Gesellschaft für bedrohte Völker LogoHOME | INFO | -> NEWS <- | DOSSIER | TERMINE / BACHECA | KIOSK / EDICOLA | LADIN

Kriegsverbrechen: 3. Oktober

Tag der Erinnerung für die afrikanischen Opfer

Bozen, 2. Oktober 2006

Am 3. Oktober 1935 marschierten Armeeeinheiten des faschistischen Italiens in Äthiopien ein. Mit diesem Überfall begann laut dem Schweizer Antisemitismus-Forscher Aram Mattioli einer der blutigsten und folgenreichsten Konflikte in der von Massengewalt geprägten Epoche des 2. Weltkrieges. Mattioli bezeichnet den faschistischen Eroberungskrieg als Auftakt zum 2. Weltkrieg. Zwischen 1935 und 1941 sollen dem faschistischen Angriffskrieg und Besatzungsregime zwischen 350.000 und 760.000 der zehn Millionen Abessinier zum Opfer gefallen sein. Mattioli fordert wie linke Abgeordnete und Senatoren Aufklärung und einen Tag der Erinnerung.

Mattioli beschreibt den Krieg in Abessinien als ein "Experimentierfeld der Gewalt" - ein Modell für Nazi-Deutschland und seines rassistischen Eroberungskrieges im östlichen Europa. Er fordert in seinem Buch "Experimentierfeld der Gewalt" Italien zu einer öffentlichen Aufarbeitung des Faschismus auf. Es sei zu einfach, sich selbst als "brava gente" hinzustellen: Weit verbreitet ist das Selbstbild, man sei "gutmütig". Haben sich nicht die Italiener in einer heldenhaften "Resistenza" von der deutschen Wehrmacht und dem Duce-Faschismus befreit? Aber dieses Selbstbild trügt und hält einer genaueren Untersuchung von kollektiven Gewaltexzessen mit italienischer Beteiligung nicht stand. Der "Resistenza-Mythos" wurde in den letzten Jahren durch eine Unzahl von historischen Untersuchungen zumindest relativiert. Und war da nicht auch noch etwas mit italienischen Truppen Anfang der dreissiger Jahre in Afrika?

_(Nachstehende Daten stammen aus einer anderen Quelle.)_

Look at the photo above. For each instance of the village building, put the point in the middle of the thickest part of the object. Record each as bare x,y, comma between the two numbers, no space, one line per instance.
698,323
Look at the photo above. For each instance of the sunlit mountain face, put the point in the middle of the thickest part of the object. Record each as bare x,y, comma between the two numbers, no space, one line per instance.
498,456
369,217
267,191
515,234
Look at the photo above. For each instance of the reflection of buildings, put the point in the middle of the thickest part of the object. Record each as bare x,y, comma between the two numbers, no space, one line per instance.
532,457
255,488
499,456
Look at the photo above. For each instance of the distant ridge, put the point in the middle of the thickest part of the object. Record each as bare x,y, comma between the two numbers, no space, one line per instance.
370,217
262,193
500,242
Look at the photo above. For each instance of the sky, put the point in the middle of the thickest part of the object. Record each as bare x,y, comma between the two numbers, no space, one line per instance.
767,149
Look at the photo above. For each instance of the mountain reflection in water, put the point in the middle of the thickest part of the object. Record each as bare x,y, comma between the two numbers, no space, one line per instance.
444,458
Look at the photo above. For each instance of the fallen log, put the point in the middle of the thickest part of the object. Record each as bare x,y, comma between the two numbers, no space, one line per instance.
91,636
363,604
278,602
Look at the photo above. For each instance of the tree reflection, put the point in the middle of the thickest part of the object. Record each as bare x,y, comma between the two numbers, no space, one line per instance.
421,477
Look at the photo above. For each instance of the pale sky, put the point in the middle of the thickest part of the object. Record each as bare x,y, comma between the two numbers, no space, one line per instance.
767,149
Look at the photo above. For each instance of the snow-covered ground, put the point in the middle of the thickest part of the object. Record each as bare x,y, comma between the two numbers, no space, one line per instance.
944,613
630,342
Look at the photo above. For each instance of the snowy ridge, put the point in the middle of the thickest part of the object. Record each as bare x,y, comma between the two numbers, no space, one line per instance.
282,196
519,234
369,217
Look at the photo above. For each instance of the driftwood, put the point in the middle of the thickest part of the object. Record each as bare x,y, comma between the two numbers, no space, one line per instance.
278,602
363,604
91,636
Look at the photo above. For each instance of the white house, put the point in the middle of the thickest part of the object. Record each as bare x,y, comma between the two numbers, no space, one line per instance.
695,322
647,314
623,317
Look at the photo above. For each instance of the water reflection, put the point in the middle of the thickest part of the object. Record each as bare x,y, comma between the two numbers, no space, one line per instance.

Kramt man in den Erinnerungen italienischer Familien, stösst man in auffallend vielen Fällen auf Namen von Männern, die in Afrika den "Heldentod" gestorben sind oder die dort während der faschistischen Jahre gekämpft haben. Was aber genau dort passiert ist, weiß man nicht mehr oder will es auch nicht mehr wissen. Ein den Nürnberger Kriegsverbrecherprozessen ähnelndes Gerichtsverfahren hat es nie gegeben. Inzwischen liegen jedoch über diese Expansionszeit des italienischen Faschismus eine Unmenge an Detailstudien vor, die Leugnungen oder Verdrängungen nicht mehr erlauben. Es war vornehmlich der Historiker Angelo Del Boca, der ebenso nüchtern wie obsessiv diesen weissen Fleck der italienischen Geschichte im 20. Jahrhundert erforscht hat. Seine Erkenntnisse über das barbarische Wüten italienischer Soldaten in Afrika, vor allem im sogenannten "Abessinien-Krieg" Mitte der dreissiger Jahre, wurden in der Öffentlichkeit zunächst infrage gestellt oder relativiert.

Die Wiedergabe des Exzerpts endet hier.